Re: Pgoutput not capturing the generated columns

From: Peter Smith <smithpb2250(at)gmail(dot)com>
To: vignesh C <vignesh21(at)gmail(dot)com>
Cc: Amit Kapila <amit(dot)kapila16(at)gmail(dot)com>, Michael Paquier <michael(at)paquier(dot)xyz>, "Shinoda, Noriyoshi (SXD Japan FSIP)" <noriyoshi(dot)shinoda(at)hpe(dot)com>, Shubham Khanna <khannashubham1197(at)gmail(dot)com>, Masahiko Sawada <sawada(dot)mshk(at)gmail(dot)com>, Rajendra Kumar Dangwal <dangwalrajendra888(at)gmail(dot)com>, "pgsql-hackers(at)lists(dot)postgresql(dot)org" <pgsql-hackers(at)lists(dot)postgresql(dot)org>, "euler(at)eulerto(dot)com" <euler(at)eulerto(dot)com>
Subject: Re: Pgoutput not capturing the generated columns
Date: 2025-01-17 05:52:33
Message-ID: CAHut+PvrumYk7DxW6yLnx9ju9P24rU00-xw+fYbQqGS_gq4Kng@mail.gmail.com
Views: Raw Message | Whole Thread | Download mbox | Resend email
Thread:
Lists: pgsql-hackers

Hi Vignesh.

Some review comments for patch v52-0003

======

1. GENERAL - change to use enum.

On Thu, Jan 16, 2025 at 7:47 PM vignesh C <vignesh21(at)gmail(dot)com> wrote:
>
> On Wed, 15 Jan 2025 at 11:17, Peter Smith <smithpb2250(at)gmail(dot)com> wrote:
> > 2.
> > As suggested in more detail below, I think it would be better if you
> > can define a C code enum type for these potential values instead of
> > just using #define macros and char.

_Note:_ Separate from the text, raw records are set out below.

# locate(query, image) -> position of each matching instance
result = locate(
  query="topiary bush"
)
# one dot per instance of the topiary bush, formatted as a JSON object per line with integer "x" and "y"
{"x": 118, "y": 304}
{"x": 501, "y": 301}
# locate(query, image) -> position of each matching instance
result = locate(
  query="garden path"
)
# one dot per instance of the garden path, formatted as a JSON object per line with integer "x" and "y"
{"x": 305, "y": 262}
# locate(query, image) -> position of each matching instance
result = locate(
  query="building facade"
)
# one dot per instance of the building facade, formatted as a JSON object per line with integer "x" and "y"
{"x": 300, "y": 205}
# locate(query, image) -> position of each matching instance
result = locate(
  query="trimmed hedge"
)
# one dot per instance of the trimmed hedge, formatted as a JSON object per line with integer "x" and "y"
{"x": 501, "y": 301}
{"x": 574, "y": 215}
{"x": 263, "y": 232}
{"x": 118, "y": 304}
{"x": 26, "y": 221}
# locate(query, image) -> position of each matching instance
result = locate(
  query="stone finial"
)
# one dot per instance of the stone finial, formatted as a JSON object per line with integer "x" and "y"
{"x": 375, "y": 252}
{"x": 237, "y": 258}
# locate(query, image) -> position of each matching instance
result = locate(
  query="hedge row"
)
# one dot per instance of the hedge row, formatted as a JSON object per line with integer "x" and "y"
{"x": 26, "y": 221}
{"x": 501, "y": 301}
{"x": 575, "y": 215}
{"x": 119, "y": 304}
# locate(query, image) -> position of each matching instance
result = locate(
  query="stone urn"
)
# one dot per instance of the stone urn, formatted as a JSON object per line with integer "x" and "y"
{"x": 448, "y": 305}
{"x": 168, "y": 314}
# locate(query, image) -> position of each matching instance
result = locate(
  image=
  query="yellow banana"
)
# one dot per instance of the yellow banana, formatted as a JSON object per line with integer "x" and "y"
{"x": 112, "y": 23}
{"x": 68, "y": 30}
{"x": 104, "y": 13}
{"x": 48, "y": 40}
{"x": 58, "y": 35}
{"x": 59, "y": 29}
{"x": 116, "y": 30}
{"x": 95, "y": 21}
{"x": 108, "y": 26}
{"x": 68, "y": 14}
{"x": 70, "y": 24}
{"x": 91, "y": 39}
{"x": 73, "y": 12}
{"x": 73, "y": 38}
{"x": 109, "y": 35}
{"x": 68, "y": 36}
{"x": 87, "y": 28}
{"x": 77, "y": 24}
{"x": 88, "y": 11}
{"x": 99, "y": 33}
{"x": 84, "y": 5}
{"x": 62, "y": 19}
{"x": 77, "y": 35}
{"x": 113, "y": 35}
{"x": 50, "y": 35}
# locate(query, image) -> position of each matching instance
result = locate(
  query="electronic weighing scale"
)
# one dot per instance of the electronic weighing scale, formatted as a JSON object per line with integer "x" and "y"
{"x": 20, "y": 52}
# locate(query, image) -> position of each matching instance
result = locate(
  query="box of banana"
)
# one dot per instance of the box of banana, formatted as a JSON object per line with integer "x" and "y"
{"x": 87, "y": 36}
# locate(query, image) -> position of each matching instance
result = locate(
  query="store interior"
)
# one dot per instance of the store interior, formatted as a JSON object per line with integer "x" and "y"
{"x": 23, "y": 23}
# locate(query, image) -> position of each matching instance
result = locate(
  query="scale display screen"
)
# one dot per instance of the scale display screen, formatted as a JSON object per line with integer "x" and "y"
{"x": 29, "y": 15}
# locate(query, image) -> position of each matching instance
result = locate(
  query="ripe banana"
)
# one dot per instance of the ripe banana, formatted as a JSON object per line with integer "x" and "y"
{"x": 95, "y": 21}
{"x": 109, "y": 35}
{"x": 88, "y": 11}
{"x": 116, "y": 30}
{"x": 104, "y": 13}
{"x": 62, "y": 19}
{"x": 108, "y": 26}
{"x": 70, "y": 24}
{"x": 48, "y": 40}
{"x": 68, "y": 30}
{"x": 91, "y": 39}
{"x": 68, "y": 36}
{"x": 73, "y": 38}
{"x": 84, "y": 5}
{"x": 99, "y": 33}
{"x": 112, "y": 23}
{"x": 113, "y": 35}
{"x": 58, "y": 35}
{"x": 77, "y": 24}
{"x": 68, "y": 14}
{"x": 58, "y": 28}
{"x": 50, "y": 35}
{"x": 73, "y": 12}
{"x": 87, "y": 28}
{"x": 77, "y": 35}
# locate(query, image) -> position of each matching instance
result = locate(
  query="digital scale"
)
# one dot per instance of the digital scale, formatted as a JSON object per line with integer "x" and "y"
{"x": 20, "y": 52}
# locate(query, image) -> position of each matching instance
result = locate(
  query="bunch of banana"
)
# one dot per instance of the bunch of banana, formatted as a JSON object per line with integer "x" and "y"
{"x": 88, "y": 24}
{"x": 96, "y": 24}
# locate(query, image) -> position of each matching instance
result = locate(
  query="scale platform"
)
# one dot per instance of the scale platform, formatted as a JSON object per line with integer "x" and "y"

I guess that will impact a lot of
> > the APIs.
>
> If we change it to enum, we will not be able to access
> PUBLISH_GENCOLS_NONE and PUBLISH_GENCOLS_STORED from describe.c files.
> Maybe that is the reason the macros were used in the case of
> pg_subscription.h also.

Hm. I am not sure. Can't you just define the enum inside the #ifdef
EXPOSE_TO_CLIENT_CODE? I saw some examples of this already (see
src/include/catalog/pg_cast.h)

e.g. I tried following, which compiles for me:

#ifdef EXPOSE_TO_CLIENT_CODE

typedef enum PublishGencolsType
{
/* Generated columns present should not be replicated. */
PUBLISH_GENCOLS_NONE = 'n',

/* Generated columns present should be replicated. */
PUBLISH_GENCOLS_STORED = 's',

} PublishGencolsType;

#endif /* EXPOSE_TO_CLIENT_CODE */

typedef struct Publication
{
Oid oid;
char *name;
bool alltables;
bool pubviaroot;
PublishGencolsType pubgencols_type;
PublicationActions pubactions;
} Publication;

======
doc/src/sgml/ref/create_publication.sgml

2.
<para>
Specifies whether the generated columns present in the tables
associated with the publication should be replicated.
- The default is <literal>false</literal>.
+ The default is <literal>none</literal> meaning the generated
+ columns present in the tables associated with publication will not be
+ replicated.
+ </para>

IMO it would be better to add another sentence before "The default
is..." to just spell out what the possible values are up-front. The
"The default is..." can also be preceded by a blank line.

SUGGESTION
Specifies whether the generated columns present in the tables
associated with the publication should be replicated. Possible values
are <literal>none</literal> and <literal>stored</literal>.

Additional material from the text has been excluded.